O primeiro-ministro de Israel, Benjamin Netanyahu, afirmou neste domingo (9) que seu governo rejeita o plano de 15 pontos apoiado pelo presidente dos Estados Unidos, Donald Trump, para avançar na próxima etapa do acordo de paz em Gaza. A declaração foi dada na abertura de uma reunião de gabinete e representa a primeira recusa explícita do premiê ao documento, depois de mais de uma semana de críticas graduais.
"Israel rejeita o documento de 15 pontos", disse Netanyahu, em fala reproduzida pela agência AFP e pela CNN. Segundo o premiê, o Exército israelense "não fará nenhuma retirada até que o Hamas seja genuinamente desarmado" e seguirá agindo para frustrar ameaças contra as tropas e os cidadãos do país.
"Desarmamento real, não fictício"
Netanyahu detalhou o que entende por desarmamento. "Quando digo desarmar o Hamas, isso significa armas pesadas, armas menos pesadas, todas as armas. E estamos falando de desarmamento real, não de um desarmamento fictício", declarou, conforme o texto publicado pela CNN e assinado por Eugenia Yosef e Tim Lister.

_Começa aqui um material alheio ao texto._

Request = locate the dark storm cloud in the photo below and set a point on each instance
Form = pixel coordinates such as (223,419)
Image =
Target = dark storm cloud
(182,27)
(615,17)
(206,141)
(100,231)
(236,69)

O premiê disse ainda que o assunto está em discussão com Washington. "Eles têm ideias, algumas das quais são aceitáveis para nós e outras não, e sabemos como nos posicionar nessas questões", afirmou. Na mesma reunião, segundo a CNN, Netanyahu repetiu que, "enquanto eu for primeiro-ministro, nenhum Estado palestino será estabelecido — nem em Gaza nem na Cisjordânia".
O que prevê o plano
O documento é a etapa mais recente do cessar-fogo intermediado pelos Estados Unidos e anunciado em outubro, que reduziu, mas não encerrou, as operações israelenses em Gaza. Pelo texto, o Hamas entregaria suas armas a um órgão de governo palestino em formação, e Israel começaria a retirar tropas em paralelo ao desarmamento — modelo rejeitado pelo governo israelense, informou a AFP.
No fim de julho, Trump anunciou o que classificou como um acordo histórico para desarmar o Hamas e os demais grupos armados do território. Na versão do plano descrita pela NBC News, Israel interromperia os ataques e iniciaria a saída dos cerca de 60% da Faixa que hoje controla; a CNN registra que as forças israelenses ocupam mais da metade de Gaza, nas áreas leste e sul.
Na semana passada, após reunião entre Netanyahu e Nickolay Mladenov, diretor do Board of Peace — conselho criado para implementar o acordo —, o órgão recuou e passou a afirmar que a retirada israelense só ocorreria depois de concluído o desarmamento, segundo a Al Jazeera. Integrantes do próprio conselho avaliam que a entrega de todo o armamento não é uma meta realista, apurou a AFP.
O outro lado
O Hamas endossou o documento no mês passado e, no sábado (8), anunciou ter aprovado a versão final do roteiro da segunda fase, cobrando pressão dos Estados Unidos sobre Israel. O grupo afirma que só cumprirá o acordo se Israel interromper os ataques na Faixa e recuar até a chamada "linha amarela", definida pelo cessar-fogo de outubro, de acordo com a CNN.
A Al Jazeera registra que Israel manteve ataques quase diários em Gaza desde que aceitou o cessar-fogo, em outubro.
Pressão eleitoral
A recusa ocorre em meio à pressão da base de direita de Netanyahu, que pede uma nova votação no gabinete para encerrar o plano. O premiê, o mais longevo da história de Israel, disputa a permanência no cargo em uma corrida apertada às eleições, segundo pesquisas citadas pela AFP.